President Donald Trump said the United States is “rounding the turn” on the CCP virus pandemic, as he addressed a crowd during a campaign rally on Oct. 25 in New Hampshire.
“We are coming around, we’re rounding the turn. We have the vaccines, we have everything. Even without the vaccines, we’re rounding the turn,” Trump told at an airport rally in Manchester. “It’s going to be over.”
“There’s no nation in the world that’s recovered like we’ve recovered,” Trump said. “Our numbers are incredible.”
“We’re about to go into a dark winter, a dark winter, and he has no clear plan. And there’s no prospect that there’s going to be a vaccine available for the majority of the American people before the middle of next year,” Biden said during the Oct. 22 debate.
Trump rejected the notion that his administration has no plan to fight the outbreak of the CCP virus and pushed back against Biden’s claim that things would get worse.
“I don’t think we’re going to have a dark winter at all,” Trump replied. “We’re opening up our country. We’ve learned and studied and understand the disease, which we didn’t at the beginning.”
“It’s going to be announced within weeks. And it’s going to be delivered. We have Operation Warp Speed, which is the military is going to distribute the vaccine,” Trump said, referring to the administration’s program to fund the manufacturing of COVID-19 vaccine and therapeutic candidates ahead of time, in case they’re approved by the Food and Drug Administration (FDA).
“More and more people are getting better,” Trump said. “This is a worldwide problem, but I’ve been congratulated by the heads of many countries on what we’ve been able to do. If you take a look at what we’ve done in terms of goggles and masks and gowns and everything else, and, in particular, ventilators—we’re now making ventilators all over the world, thousands and thousands a month, distributing them all over the world.
“It will go away. And as I say, we’re rounding the turn. We’re rounding the corner. It’s going away,” Trump said Oct. 22.

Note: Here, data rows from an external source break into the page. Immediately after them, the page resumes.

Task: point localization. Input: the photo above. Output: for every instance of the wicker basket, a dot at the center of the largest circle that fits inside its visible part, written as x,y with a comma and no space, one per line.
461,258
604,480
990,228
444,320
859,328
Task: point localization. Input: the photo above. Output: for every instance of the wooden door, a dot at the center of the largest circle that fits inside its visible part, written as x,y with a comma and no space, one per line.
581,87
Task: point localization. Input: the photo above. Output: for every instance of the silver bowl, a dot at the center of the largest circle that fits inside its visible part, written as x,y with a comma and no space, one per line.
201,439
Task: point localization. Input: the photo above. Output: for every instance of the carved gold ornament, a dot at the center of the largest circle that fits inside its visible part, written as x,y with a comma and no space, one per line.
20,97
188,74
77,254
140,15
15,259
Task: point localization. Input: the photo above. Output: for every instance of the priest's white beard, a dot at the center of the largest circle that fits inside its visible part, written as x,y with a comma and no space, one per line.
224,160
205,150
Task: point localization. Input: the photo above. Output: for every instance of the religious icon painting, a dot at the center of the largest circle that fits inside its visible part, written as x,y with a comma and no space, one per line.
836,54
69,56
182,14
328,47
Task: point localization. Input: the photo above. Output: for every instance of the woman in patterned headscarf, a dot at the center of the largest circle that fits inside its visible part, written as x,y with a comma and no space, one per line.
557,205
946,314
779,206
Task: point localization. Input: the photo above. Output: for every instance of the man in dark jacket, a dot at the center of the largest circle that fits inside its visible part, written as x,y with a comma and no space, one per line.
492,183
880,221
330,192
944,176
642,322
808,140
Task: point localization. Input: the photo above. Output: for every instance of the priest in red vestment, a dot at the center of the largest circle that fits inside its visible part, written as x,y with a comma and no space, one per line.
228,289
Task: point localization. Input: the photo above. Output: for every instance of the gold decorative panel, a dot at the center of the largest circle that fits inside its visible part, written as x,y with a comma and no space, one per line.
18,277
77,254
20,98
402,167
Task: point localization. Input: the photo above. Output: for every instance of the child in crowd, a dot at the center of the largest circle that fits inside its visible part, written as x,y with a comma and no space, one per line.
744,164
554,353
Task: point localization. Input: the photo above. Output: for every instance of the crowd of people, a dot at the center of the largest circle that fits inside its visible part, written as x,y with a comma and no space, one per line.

Although a number of COVID-19 vaccines are being developed, none have yet been approved for use in the United States. AstraZeneca has resumed the U.S. trial of its experimental COVID-19 vaccine, and Johnson & Johnson is preparing to resume its trial, both following pauses because of potential safety concerns.
Both companies have contracts to provide vaccines to the United States and other governments if they are cleared by regulators.
AstraZeneca said that it isn’t unusual for some trial participants to fall ill during large-scale vaccine trials but that the U.S. FDA has reviewed all safety data from the trials globally and deemed it safe to continue testing the vaccine.